Tag: Data Scraping

Publishers Demand Halt in AI Data Collection by Common Crawl
Could AI be losing a crucial source of its training data? As a major shift looms, significant publishers are urging Common Crawl to pause its collection and distribution of their content for AI training.

Digital Content Next (DCN) has sent a cease-and-desist letter to the Common Crawl Foundation, asking them to stop scraping and sharing protected publisher content.

Representing leading digital publishers like the AP, the New York Times, NBC Universal, Bloomberg, NPR, and Fox, DCN is also insisting that Common Crawl remove its members’ content, including paywalled and subscriber-only news articles, from its datasets.

Concerns Over Opt-Outs: Questions arise regarding Common Crawl’s adherence to publisher opt-out requests. Specifically, DCN’s lawyers are scrutinizing whether previous statements about compliance—often citing technical costs and delays—were perhaps misleading.
- The registry maintained by Common Crawl does list sites opting out, including several prominent news organizations.
Claims of Infringement: DCN firmly holds that copyright isn’t an opt-out system. They allege Common Crawl has been “flagrantly infringing” on publisher copyrights by distributing protected content without authorization or compensation.
- The group further critiques how Common Crawl shares this content with AI developers.
- DCN’s CEO, Jason Kint, signifies this legal action is a stance against the notion that online content is available for unrestricted collection, storage, and reuse.
Common Crawl’s Defense: Rich Skrenta, the Executive Director, denies allegations of bypassing paywalls and misleading publishers. He references a prompt and technical response to remove previously crawled content upon request.
- “Our removal process aligns with our dataset’s technical framework,” Skrenta explains.
Importance of This Battle: The outcome of this dispute could drastically influence the scope of publisher content that AI search engines use without explicit permission. Should there be heightened consent requirements, licensed sources may prevail, reducing reliance on openly available web content.

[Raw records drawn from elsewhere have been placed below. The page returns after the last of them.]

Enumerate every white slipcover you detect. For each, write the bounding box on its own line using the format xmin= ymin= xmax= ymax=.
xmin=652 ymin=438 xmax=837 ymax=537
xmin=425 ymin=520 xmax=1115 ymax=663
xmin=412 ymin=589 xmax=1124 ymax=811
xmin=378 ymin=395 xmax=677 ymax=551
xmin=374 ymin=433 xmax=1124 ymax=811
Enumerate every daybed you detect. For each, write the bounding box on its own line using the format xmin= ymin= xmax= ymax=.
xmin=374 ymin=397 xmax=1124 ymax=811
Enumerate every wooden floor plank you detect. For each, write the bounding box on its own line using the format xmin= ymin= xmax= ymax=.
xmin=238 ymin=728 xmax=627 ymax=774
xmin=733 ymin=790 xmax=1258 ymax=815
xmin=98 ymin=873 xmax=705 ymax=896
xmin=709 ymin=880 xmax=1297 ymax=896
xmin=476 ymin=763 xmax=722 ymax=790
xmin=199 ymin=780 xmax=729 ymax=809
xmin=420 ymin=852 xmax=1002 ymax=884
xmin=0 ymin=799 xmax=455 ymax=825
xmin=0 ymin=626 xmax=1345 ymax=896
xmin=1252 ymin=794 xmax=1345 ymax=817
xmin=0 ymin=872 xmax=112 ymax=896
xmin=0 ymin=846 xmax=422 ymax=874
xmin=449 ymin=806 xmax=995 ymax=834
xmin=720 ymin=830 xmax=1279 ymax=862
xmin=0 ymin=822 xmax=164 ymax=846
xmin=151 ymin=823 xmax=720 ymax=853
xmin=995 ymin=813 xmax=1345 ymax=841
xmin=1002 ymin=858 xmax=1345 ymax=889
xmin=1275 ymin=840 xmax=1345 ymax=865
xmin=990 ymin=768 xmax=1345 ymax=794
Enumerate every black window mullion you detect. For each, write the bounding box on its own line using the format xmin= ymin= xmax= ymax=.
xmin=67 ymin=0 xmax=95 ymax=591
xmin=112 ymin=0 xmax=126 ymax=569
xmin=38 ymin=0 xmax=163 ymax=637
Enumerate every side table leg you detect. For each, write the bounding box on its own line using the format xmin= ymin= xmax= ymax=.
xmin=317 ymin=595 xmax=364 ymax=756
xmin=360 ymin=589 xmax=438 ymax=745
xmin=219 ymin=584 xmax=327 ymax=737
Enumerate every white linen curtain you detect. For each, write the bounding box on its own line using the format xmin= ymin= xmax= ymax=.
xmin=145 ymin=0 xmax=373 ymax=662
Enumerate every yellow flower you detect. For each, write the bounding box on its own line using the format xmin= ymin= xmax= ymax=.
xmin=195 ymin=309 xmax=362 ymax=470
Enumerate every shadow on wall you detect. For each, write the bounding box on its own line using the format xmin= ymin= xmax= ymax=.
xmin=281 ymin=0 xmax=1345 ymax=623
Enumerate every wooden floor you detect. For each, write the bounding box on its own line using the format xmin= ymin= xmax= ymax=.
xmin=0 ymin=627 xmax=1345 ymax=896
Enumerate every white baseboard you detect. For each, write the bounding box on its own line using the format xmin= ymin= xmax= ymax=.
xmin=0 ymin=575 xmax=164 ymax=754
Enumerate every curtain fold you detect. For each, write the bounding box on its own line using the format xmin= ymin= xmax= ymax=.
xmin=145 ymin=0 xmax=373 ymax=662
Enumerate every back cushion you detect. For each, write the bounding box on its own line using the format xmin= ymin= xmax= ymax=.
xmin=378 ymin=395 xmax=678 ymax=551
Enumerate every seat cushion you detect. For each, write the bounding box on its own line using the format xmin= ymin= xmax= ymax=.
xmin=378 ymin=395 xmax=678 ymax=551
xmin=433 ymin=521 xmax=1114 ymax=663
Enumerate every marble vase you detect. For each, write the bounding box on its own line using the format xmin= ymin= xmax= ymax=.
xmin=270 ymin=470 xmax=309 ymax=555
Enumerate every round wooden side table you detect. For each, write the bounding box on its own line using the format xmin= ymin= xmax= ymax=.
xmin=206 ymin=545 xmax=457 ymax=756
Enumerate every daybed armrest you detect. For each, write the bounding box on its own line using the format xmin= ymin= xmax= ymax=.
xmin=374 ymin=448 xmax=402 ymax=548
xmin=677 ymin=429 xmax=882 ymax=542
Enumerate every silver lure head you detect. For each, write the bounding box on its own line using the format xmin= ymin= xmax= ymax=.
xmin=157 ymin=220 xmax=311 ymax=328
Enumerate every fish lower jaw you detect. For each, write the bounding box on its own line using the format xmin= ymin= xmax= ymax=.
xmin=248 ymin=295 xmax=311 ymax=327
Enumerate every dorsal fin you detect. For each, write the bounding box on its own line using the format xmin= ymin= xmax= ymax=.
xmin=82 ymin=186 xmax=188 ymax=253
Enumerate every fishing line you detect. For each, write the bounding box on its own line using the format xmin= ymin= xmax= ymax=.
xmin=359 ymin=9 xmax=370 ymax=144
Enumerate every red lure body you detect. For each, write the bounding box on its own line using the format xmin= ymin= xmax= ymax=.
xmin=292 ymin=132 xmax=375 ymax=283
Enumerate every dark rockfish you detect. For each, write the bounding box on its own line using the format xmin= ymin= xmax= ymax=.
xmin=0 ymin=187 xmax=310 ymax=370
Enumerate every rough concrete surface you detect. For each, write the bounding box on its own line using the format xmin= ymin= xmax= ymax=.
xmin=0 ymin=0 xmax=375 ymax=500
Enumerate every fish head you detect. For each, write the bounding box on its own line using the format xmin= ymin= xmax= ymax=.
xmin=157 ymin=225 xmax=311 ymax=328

The High Stakes of AI Training: Established in 2008, Common Crawl has amassed billions of webpages to form a free public repository, a vital tool for training AI models. Notably, The New York Times’ lawsuit against OpenAI in 2023 cited that Common Crawl comprised 60% of GPT-3’s training data, as reported by Press Gazette.
- A 2024 Mozilla Foundation paper found generative AI would scarcely exist today without Common Crawl.
- Common Crawl’s ongoing efforts to create AI crawling standards indicate a willingness to adapt, yet DCN calls for decisive action—fully halting the scraping of protected content.
Inspired by this post on Search Engine Land.
June 10, 2026
SerpApi Challenges Reddit’s Allegations in Court Showdown

In a bold move, I’m witnessing firsthand how SerpApi is requesting a federal court to dismiss Reddit’s lawsuit. This legal battle centers around the alleged scraping of Reddit content from Google Search. From my perspective, SerpApi argues that Reddit is using copyright law to exert control over user posts and public search results.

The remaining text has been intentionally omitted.